- Coat of arms
- Coordinates (Ciężkowice): 49°48′N 20°58′E﻿ / ﻿49.800°N 20.967°E
- Country: Poland
- Voivodeship: Lesser Poland
- County: Tarnów County
- Seat: Ciężkowice

Area
- • Total: 103.22 km^{2} (39.85 sq mi)

Population (2006)
- • Total: 11,050
- • Density: 110/km^{2} (280/sq mi)
- • Urban: 2,378
- • Rural: 8,672
- Website: http://www.ciezkowice.pl/

= Gmina Ciężkowice =

Gmina Ciężkowice is an urban-rural gmina (administrative district) in Tarnów County, Lesser Poland Voivodeship, in southern Poland.
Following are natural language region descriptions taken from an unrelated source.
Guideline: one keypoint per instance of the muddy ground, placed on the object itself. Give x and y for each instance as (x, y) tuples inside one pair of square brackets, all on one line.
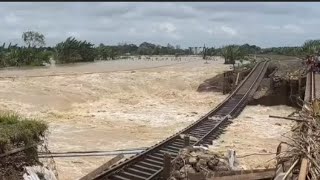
[(130, 105)]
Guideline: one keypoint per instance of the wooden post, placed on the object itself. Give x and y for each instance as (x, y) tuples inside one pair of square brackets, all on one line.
[(238, 74), (103, 167), (303, 169), (186, 140), (166, 166)]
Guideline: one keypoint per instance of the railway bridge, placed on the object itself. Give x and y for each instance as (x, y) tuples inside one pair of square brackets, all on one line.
[(149, 164)]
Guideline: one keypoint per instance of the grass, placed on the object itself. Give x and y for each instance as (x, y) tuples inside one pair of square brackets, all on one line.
[(16, 131)]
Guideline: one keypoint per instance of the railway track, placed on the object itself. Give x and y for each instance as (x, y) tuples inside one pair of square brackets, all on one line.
[(310, 93), (312, 87), (149, 164)]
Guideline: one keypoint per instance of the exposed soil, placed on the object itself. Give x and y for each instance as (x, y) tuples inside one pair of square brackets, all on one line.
[(125, 109)]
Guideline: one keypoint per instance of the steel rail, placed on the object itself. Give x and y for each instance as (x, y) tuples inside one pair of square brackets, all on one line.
[(150, 160)]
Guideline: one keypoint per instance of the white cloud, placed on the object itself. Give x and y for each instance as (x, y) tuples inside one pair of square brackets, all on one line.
[(228, 30), (73, 34), (272, 27), (288, 28), (293, 28), (167, 27), (11, 18)]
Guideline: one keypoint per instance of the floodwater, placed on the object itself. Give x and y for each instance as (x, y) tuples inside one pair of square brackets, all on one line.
[(114, 105), (130, 104)]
Its seat is the town of Ciężkowice, which lies approximately 26 km south of Tarnów and 80 km east of the regional capital Kraków.

The gmina covers an area of 103.22 km2, and as of 2006 its total population is 11,050 (out of which the population of Ciężkowice amounts to 2,378, and the population of the rural part of the gmina is 8,672).
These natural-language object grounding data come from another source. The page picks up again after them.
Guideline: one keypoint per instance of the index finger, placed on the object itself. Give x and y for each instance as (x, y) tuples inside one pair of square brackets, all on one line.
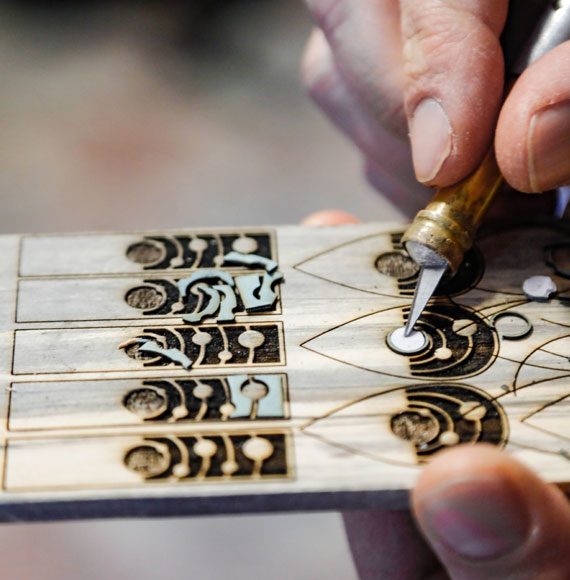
[(454, 76)]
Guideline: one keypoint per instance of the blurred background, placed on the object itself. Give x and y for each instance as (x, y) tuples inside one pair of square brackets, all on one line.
[(128, 116)]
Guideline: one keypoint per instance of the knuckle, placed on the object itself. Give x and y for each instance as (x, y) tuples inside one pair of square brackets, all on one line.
[(428, 47), (329, 14)]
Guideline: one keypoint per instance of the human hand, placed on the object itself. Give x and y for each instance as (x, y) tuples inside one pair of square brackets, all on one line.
[(435, 68), (475, 513)]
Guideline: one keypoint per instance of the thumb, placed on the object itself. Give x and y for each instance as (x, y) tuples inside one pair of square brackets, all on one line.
[(454, 75), (488, 516)]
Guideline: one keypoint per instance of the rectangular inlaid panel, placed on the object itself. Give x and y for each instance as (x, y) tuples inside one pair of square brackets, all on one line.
[(180, 459), (111, 403), (89, 350), (125, 254), (252, 369), (85, 299)]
The gmina contains part of the protected area called Ciężkowice-Rożnów Landscape Park.

==Villages==
Apart from the town of Ciężkowice, Gmina Ciężkowice contains the villages and settlements of Bogoniowice, Bruśnik, Falkowa, Jastrzębia, Kąśna Dolna, Kąśna Górna, Kipszna, Ostrusza, Pławna, Siekierczyna, Tursko and Zborowice.

==Neighbouring gminas==
Gmina Ciężkowice is bordered by the gminas of Bobowa, Gromnik, Korzenna, Moszczenica, Rzepiennik Strzyżewski and Zakliczyn.